The corner of Ryan’s mouth lifted in a humorless smile and he shook his head slowly. “This all started by somebody offering to help me out. Somebody I thought I could trust.”

“How’d that work out for you?” Josie said.

“Not good.”

“Then you’d better come clean with us before this person takes you down with her.”

He looked at Josie then, and she knew she had him. He’d caught the reference to the female.

“She said she’d destroy me if any of this ever got out. That was the exact word she used. Destroy.”

“She’s a criminal, Ryan. Why do you care what she—”

“She’s not a criminal! That’s why I can’t say anything! No one would believe me anyway.”

“If you’re straight with us, it won’t matter who she is. If this woman is transporting women from Guatemala to Texas for a profit, then she’s clearly breaking the law. It’s that simple,” Otto said.

Ryan glared at him and said, “Caroline Moss.”

Josie felt like she’d been kicked in the gut. The mayor’s wife. The woman voted Citizen of the Year for Arroyo County. The same woman who offered to pay for Isabella’s plane ticket to Guatemala.

“You’re saying that Caroline Moss approached you about driving the van to transport those women?” Otto asked.

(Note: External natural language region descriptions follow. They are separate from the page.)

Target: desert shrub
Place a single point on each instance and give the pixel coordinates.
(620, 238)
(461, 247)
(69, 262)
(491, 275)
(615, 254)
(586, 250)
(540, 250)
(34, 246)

“See! You don’t believe me! I told you.”

“This is a serious allegation,” he said.

“No kidding! It was serious when she said she’d destroy me too.”

“Why don’t you back up and start at the beginning. When did she contact you? Where were you? You tell us everything you can think of,” Josie said.

He leaned his head back and groaned. “It doesn’t matter what I do. I am so screwed.”

“What did you just tell me last night? You were going to get your act together. This is how you start.”

He blew out air in frustration and kicked at the dirt before he finally opened up. “I’ve known Caroline since I was a kid. She and the mayor are friends with my mom and dad. They do some wine-tasting thing every month together. We’ve been on vacations with them. So when I got in trouble this fall at school she sent me a card and basically told me to hang in there. That it would all work out.”

“When was this?” Josie said.

“A month or two ago. After I left school. Then she stopped by here one day like she was looking around for plants. But I think she came to see me. She said she knew I was having a bad time, and that she had a way for me to earn some extra money to help pay back my parents. I was like, Yeah, that’d be great. It was weird, though. I could tell she was nervous about talking to me. Then she was like, Listen, if you do this, you can’t tell anyone what you’re doing. She told me to come up with a story about helping a friend of mine to move here from Mexico.” Ryan crossed his arms and leaned against the building, his expression unbelieving. “I thought she was shipping dope from Mexico. Then she says it’s girls. She’s helping these girls from Guatemala who have these terrible lives, and she’s figured out how to help them get jobs here.”

“When she was explaining this, did it surprise you that she would ask something like this from you?” Josie asked.